What Are Claude Skills and Why Should You Care?

What Are Claude Skills and Why Should You Care?

Table of Contents

This is Part 1 of a 3-part series on building skills for Claude. If you’ve ever wished Claude could just remember how you like things done, this series is for you.

The Problem Skills Solve

Here’s a scenario that probably sounds familiar. You open a new conversation with Claude. You explain your coding standards. You describe the output format you want. You remind it about your team’s naming conventions, your preferred testing framework, the way you like pull request descriptions structured.

Then you do it all again tomorrow.

Every new conversation starts from zero. There’s no institutional memory. No continuity. You’re burning tokens re-explaining context that hasn’t changed since last week. And the outputs? They’re inconsistent. Monday’s code review follows your standards. Tuesday’s doesn’t, because you forgot to paste in that formatting prompt you refined three weeks ago.

This is the problem that skills solve.

A skill is a set of persistent instructions that Claude loads automatically when relevant. Instead of re-explaining your workflow every session, you encode it once. Claude picks it up when it needs it. Your standards stay consistent. Your tokens go toward actual work instead of repeated setup.

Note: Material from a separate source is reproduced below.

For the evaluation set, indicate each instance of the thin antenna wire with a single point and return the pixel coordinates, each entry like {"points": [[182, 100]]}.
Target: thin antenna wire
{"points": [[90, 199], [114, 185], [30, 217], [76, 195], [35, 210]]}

If you’ve ever maintained a CLAUDE.md file or a custom system prompt, you’ve already been doing a primitive version of this. Skills formalise the pattern and make it scalable.

What Is a Skill?

At its simplest, a skill is a folder containing a SKILL.md file. That file holds the instructions Claude follows when the skill is activated. Beyond that, you can bundle templates, example outputs, scripts, and reference documentation alongside it.

Here’s what a typical skill folder looks like:

my-skill/
  SKILL.md           # Main instructions (REQUIRED)
  template.md        # Template for Claude to fill in
  examples/
    sample.md        # Example output
  scripts/
    validate.sh      # Script Claude can execute
  reference/
    guide.md         # Detailed docs loaded on-demand

The only required file is SKILL.md. Everything else is optional and loaded on demand.

I like to think of skills using a cooking analogy. If you’re building AI-powered workflows, MCP (Model Context Protocol) provides the kitchen: the tools, the connectivity, the access to external systems. Skills provide the recipes: the domain knowledge, the workflow logic, the step-by-step instructions for producing a specific outcome.

A kitchen full of tools is useless without recipes. A recipe is useless without a kitchen. Together they enable complex workflows that neither could accomplish alone. A skill can reference MCP tools to pull data from Jira, check GitHub PRs, and push summaries to Confluence, all following a codified process that produces consistent results every time.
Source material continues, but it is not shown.